For this to be possible, we need to learn each other’s language and develop a common language and understanding based on mutual respect for each and every partner in the team, recognizing their strengths and weaknesses. In larger projects, building a formal collaborative framework may be helpful, to define roles, objectives, a clear roadmap, expectations and contributions.1 From personal experience, our large multidisciplinary team, involving many clinical and non-clinical specialties as well as consumers of all ages, with a wide range of experience and skills, is what drives us, what motivates us; we keep learning from and with each other. It lets us grow individually and makes us stronger as a team. It allows us to design better projects and to drive our vision together to improve the safety, care, and outcomes for all children requiring perioperative care. Only together, we have the jigsaw pieces required to see the full picture. Only together, we can find solutions which improve care for all our patients around the globe.
Actions to establish and sustain multidisciplinary pediatric perioperative research teams
- •Ensure an appropriate team composition including clinical and non-clinical multidisciplinary expertise (e.g., medical, nursing, allied health, statisticians, data scientists, research coordinators, psychologists, pharmacists, health economists, and implementation scientists).
- •Establish clear expectations around contributions as well as authorship and communication principles, and for larger projects consider a formal collaborative framework.
- •Involve a diverse range of consumers (all ages with representation from minority groups and culturally and linguistically diverse backgrounds) in all stages from prioritization and research conceptualization through the research project and into implementation and translation.
- •Incorporate early statistical expertise.
- •Don’t neglect relationship factors such as fostering a respectful and psychologically safe environment with open communication to ensure a true research partnership.

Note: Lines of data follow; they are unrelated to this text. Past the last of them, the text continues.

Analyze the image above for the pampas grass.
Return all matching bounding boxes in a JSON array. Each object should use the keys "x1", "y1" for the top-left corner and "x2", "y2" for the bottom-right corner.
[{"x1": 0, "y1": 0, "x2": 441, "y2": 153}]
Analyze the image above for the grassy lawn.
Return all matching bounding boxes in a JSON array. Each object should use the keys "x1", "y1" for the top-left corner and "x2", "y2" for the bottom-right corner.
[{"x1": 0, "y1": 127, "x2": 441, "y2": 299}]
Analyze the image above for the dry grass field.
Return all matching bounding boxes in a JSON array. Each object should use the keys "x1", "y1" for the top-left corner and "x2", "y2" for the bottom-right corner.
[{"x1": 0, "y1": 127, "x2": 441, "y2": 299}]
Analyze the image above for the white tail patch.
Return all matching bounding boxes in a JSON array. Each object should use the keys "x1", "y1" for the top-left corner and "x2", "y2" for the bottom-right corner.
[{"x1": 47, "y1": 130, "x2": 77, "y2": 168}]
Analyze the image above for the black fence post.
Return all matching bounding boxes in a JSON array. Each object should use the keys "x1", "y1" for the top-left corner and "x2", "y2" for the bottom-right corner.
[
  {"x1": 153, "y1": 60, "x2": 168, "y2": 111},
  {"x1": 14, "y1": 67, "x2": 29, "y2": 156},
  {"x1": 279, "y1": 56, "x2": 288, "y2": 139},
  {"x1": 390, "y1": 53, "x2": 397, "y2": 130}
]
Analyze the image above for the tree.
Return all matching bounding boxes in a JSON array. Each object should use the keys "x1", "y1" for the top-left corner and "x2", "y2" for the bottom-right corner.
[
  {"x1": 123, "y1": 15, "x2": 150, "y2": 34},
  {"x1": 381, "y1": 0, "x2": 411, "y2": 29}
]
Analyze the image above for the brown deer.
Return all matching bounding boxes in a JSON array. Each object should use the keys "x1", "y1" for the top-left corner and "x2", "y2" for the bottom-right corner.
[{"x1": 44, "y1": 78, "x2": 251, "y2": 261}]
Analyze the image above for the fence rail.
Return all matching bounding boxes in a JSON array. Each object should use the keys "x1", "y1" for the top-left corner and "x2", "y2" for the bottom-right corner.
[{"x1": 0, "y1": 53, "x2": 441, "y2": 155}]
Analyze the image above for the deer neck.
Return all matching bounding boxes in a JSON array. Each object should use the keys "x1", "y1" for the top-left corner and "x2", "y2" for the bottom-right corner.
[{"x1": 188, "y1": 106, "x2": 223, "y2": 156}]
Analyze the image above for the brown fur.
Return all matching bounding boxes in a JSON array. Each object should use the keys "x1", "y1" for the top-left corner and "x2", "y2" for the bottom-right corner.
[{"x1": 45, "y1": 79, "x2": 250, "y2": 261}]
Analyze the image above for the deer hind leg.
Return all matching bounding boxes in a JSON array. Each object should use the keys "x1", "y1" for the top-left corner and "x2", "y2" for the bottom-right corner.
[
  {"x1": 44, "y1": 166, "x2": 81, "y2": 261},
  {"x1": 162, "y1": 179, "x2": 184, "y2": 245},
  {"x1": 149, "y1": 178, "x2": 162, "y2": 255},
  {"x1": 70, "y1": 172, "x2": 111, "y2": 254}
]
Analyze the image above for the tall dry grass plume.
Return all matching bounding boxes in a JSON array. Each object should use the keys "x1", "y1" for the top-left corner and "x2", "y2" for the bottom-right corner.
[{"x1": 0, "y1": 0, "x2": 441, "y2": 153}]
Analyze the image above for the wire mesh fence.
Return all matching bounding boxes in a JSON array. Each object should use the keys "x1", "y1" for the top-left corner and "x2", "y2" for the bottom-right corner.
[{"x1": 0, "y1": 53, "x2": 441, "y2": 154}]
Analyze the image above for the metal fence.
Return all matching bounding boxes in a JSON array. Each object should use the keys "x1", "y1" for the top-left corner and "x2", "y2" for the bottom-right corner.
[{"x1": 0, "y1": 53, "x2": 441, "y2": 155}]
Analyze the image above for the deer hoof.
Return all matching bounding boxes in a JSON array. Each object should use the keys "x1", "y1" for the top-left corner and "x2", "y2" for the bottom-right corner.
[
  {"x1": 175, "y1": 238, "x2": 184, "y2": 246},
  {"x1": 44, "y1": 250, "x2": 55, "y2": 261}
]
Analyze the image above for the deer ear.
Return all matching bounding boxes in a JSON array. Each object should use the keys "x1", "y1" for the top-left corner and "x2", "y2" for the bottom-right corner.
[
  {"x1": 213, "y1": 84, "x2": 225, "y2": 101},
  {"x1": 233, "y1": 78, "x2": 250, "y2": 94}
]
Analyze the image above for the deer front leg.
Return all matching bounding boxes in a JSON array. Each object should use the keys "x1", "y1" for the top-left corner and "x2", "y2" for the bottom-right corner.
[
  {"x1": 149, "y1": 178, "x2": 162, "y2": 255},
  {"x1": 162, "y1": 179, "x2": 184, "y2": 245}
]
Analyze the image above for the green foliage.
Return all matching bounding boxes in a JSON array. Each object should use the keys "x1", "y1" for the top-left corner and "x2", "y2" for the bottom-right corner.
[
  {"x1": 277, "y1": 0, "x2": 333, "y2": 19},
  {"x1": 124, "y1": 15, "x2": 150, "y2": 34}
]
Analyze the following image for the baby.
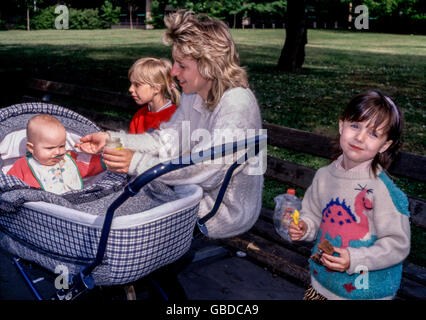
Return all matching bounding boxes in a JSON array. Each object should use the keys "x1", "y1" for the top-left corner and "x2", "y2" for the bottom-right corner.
[{"x1": 7, "y1": 114, "x2": 105, "y2": 194}]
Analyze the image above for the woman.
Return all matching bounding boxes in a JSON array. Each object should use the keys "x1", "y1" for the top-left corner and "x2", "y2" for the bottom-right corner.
[{"x1": 78, "y1": 11, "x2": 263, "y2": 238}]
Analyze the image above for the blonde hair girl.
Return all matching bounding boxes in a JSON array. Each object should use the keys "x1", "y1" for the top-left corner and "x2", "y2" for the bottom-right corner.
[{"x1": 163, "y1": 11, "x2": 249, "y2": 109}]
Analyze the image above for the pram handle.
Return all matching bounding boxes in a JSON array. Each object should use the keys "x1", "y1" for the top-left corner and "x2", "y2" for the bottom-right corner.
[{"x1": 80, "y1": 134, "x2": 267, "y2": 284}]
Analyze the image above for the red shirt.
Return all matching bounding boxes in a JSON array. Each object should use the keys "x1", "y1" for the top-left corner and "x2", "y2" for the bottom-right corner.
[
  {"x1": 129, "y1": 104, "x2": 177, "y2": 134},
  {"x1": 7, "y1": 151, "x2": 105, "y2": 188}
]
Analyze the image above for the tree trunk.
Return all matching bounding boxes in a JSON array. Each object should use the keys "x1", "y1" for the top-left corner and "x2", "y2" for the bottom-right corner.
[
  {"x1": 27, "y1": 7, "x2": 30, "y2": 31},
  {"x1": 277, "y1": 0, "x2": 308, "y2": 72}
]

In summary, a successful perioperative research team needs to incorporate not only clinicians, but also non-clinical multidisciplinary expertise, including a diverse range of consumers of all ages, to ensure the community truly has a voice. We all need to walk alongside one another, as equal partners, following the same vision, being respectful and willing to actively listen and learn from everyone. Such a team, comprising consumers, clinicians, non-clinical specialties, statisticians, data scientists, research coordinators/managers, health economists, and implementation scientists, will have a large talent pool with a range of expertise, skills and experience to drive the project successfully. The main challenge lies in creating a single, cohesive team that overcomes communication barriers, fosters a culture of open and safe communication, and thrives on the natural friction of different ideas and approaches. This will collectively shape our research into the best possible project, as all angles will be covered, and will help the rapid translation and implementation of findings into practice, reducing the amount of research waste.
Declaration of competing interest
The authors declare no conflicts of interest.